Location: Somewhere extremely awesome
3,093 posts, read 2,576,688 times
Reputation: 2373
Quote:
Originally Posted by sunny719 View Post
I have two kids at MSU, one attended LCC for 1 year prior to MSU...so we did spend some time in Lansing. East Lansing is a great little town and the college vibe is everywhere. Once you cross over into Lansing, you feel very little college vibe, see no college kids walking the sidewalks and streets and no one flying green and white. No nice eateries close to the border. Even the housing and rental housing market just across the border into Lansing is totally different. The houses are 1/2 the price with so many in very poor repair. Look at the crime maps. Night and day difference - which I am sure drives down real estate, etc. Maybe closer to the capital building/downtown it is better but then again, that is very far away from the MSU campus.

Just recently we went into Lansing to buy some bikes for the kids at a nice used shop and the owner even warned us to keep our eyes open and be careful driving through some parts of the city. We were only a 5 minute drive into Lansing from the MSU campus. This was coming from someone who lives and works there. He told us he sent his daughter to live with her aunt during the week in a suburb because he felt she would get a better education and be safer.

So, all this talk about merging a city with a high crime rate and high unemployment rate with neighboring areas that have managed to keep a low crime rate and low unemployment rate is stupid. If the city of Lansing can't manage their own issues, why in the world would anyone trust them with more? Don't you think the issues would spread?

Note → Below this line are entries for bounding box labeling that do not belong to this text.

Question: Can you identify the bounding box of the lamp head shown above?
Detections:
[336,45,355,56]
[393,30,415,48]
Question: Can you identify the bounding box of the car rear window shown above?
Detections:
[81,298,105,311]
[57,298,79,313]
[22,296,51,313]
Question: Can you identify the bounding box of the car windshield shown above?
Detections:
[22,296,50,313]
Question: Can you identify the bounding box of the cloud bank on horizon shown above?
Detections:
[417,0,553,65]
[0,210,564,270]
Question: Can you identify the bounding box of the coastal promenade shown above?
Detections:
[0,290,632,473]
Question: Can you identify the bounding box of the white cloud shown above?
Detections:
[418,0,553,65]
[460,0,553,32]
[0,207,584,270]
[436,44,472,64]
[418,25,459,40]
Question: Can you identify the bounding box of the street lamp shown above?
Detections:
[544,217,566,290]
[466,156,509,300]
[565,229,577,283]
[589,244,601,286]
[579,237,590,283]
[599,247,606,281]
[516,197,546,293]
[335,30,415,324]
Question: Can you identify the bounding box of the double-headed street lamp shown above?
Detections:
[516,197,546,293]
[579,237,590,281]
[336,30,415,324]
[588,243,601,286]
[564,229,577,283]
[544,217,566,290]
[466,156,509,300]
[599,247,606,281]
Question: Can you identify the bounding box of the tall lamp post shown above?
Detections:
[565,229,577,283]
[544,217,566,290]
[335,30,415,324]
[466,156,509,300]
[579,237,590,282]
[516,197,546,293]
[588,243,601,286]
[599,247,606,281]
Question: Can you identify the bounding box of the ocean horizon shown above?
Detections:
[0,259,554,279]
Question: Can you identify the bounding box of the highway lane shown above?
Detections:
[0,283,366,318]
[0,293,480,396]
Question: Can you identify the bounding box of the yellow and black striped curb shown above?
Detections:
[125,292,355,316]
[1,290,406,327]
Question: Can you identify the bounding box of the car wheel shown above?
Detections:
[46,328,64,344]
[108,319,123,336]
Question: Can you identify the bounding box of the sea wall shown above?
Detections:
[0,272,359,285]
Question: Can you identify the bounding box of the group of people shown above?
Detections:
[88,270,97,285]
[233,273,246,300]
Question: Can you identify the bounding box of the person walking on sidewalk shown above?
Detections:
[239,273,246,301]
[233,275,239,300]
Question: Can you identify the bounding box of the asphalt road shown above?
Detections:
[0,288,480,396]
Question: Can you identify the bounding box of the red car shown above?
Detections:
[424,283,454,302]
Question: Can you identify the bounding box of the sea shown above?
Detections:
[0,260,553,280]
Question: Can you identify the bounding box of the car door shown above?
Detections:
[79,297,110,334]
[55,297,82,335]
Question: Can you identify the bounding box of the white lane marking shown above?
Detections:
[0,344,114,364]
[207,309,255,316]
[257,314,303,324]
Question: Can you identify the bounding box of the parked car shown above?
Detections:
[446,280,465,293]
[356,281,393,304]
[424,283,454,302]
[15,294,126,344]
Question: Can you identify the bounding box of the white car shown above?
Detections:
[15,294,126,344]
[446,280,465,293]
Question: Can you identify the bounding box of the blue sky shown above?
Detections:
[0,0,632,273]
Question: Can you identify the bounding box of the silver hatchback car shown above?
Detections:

Let Lansing develop its riverfront and historic areas. Let Lansing improve it's image. Don't take East Lansing down for the ride.

As a parent, I would not let my kids attend MSU if the city of East Lansing was similar to the city of Lansing. I don't care how good of a school it was.
Obviously Lansing, being an "urban" place, has some less than desirable areas. But most of the places, while different than being a college town, aren't that bad, and there are things to do.